The person who helps your loved one bathe and dress is typically a Home Health Aide (HHA) or Certified Nursing Assistant (CNA). There are other titles and designations for this type of help, but HHA and CNA are two of the most common.
While many HHAs have a high school diploma or a GED, formal education generally is not required to be an HHA. Home care agencies typically provide their own training programs. Some states do offer a training and certification process to become a certified home health aide, or CHHA.
CNAs must pass a state licensing exam to be certified. This requires a formal training program offered by community colleges and vocational and technical schools. Candidates must learn basic principles of nursing care and complete several hours of supervised clinical training.
HHAs and CNAs working in the home setting may assist with bathing, dressing and other self-care and hygiene needs. As needed, they may also grocery shop, prepare meals, help clients eat, perform light housekeeping and provide occasional transportation.
In healthcare language, both CNAs and HHAs are considered “Unskilled” help. By definition, “Skilled” services are functions that must be performed by a licensed practical nurse (LPN) or a registered nurse (RN).
All states require RNs to earn at least an associate degree, but some employers prefer candidates with bachelor’s degrees. RNs must also be licensed to practice, a process that requires that they complete an accredited nursing program, lasting from two to four years, and pass the National Council Licensure Exam for Registered Nurses, or NCLEX-RN.
LPNs must complete a state-approved training program, often in the form of a diploma, certificate or associate degree. The majority of programs can be completed in one year, although some offering an extensive nursing curriculum may take longer. Individuals must then pass the National Council Licensure Examination for Practical Nurses, or NCLEX-PN.
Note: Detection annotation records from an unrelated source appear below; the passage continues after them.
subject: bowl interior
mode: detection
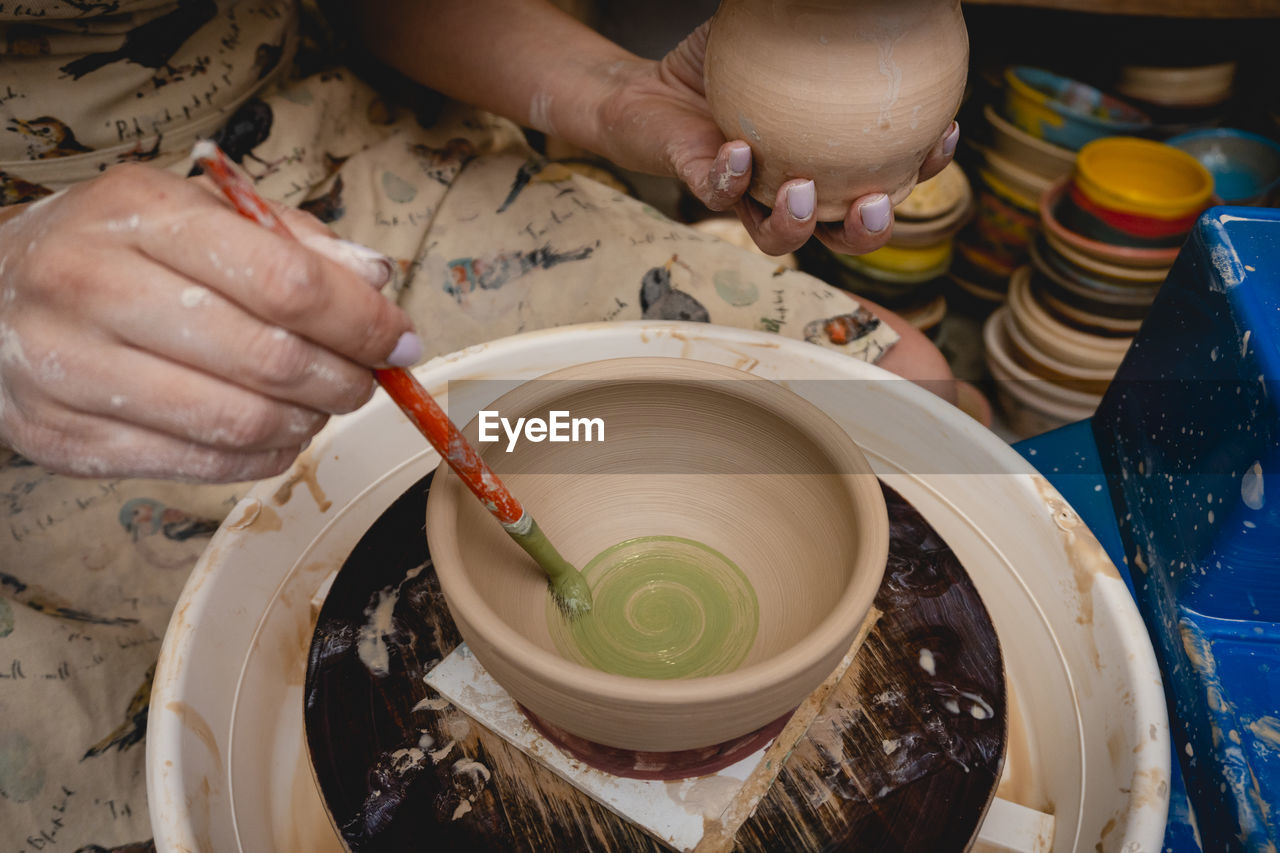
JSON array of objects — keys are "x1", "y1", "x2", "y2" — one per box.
[
  {"x1": 447, "y1": 361, "x2": 883, "y2": 670},
  {"x1": 1006, "y1": 67, "x2": 1149, "y2": 127},
  {"x1": 1075, "y1": 137, "x2": 1213, "y2": 218},
  {"x1": 1169, "y1": 128, "x2": 1280, "y2": 204}
]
While the differences between RNs and LPNs are beyond the scope of this article, both are qualified to provide more advanced care than HHAs and CNAs. In general, nurses may administer medication, perform wound care, create and implement detailed care plans, and collaborate with doctors and other members of your loved one’s healthcare team.
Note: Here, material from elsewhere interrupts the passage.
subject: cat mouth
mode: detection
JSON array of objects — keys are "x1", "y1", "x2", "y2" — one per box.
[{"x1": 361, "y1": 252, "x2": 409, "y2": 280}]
Hiring an HHA or CNA is usually one of the first steps in planning to keep your loved one safe at home. They are typically employed at a home care agency in your area and are private pay (meaning not covered by insurance).
Nursing care may or may not become necessary as certain health conditions progress and are often ordered by your family doctor. When ordered by a doctor for a specific illness or condition, nursing services are generally covered by health insurance. There are also private duty nurses that can be hired by an individual patient, their family, or an agency. They are not necessarily under the direction of a physician and their salary is paid by the individual.
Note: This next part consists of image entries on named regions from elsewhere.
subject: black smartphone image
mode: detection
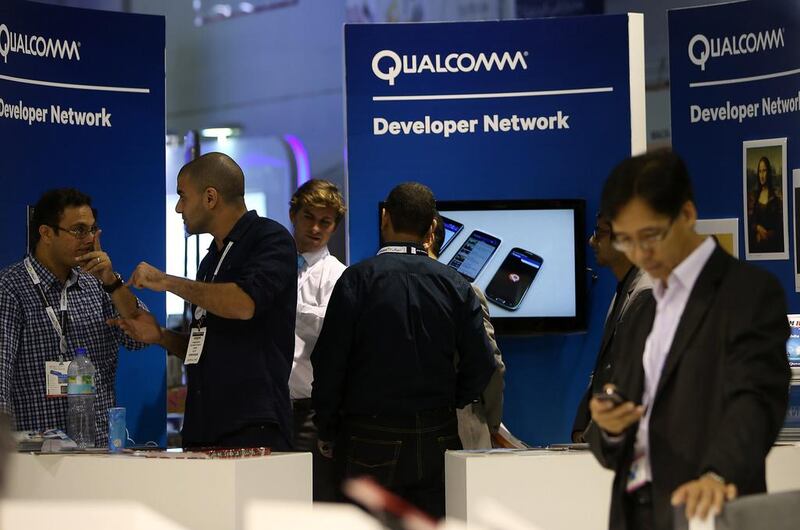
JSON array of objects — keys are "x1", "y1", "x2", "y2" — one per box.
[
  {"x1": 485, "y1": 247, "x2": 544, "y2": 311},
  {"x1": 439, "y1": 215, "x2": 464, "y2": 256},
  {"x1": 448, "y1": 230, "x2": 500, "y2": 282}
]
It’s important to make an accurate assessment of your loved one’s needs and obtain the proper level of help to keep them safe and healthy at home. Many times family members are overwhelmed by the prospect of figuring things out, or have differing opinions about what’s best for mom and dad. This often results in family strife, leading to inertia and nothing gets done until there’s an emergency. If this is the case in your family, it may be wise to hire a professional health advocate to perform a comprehensive and objective assessment for the family.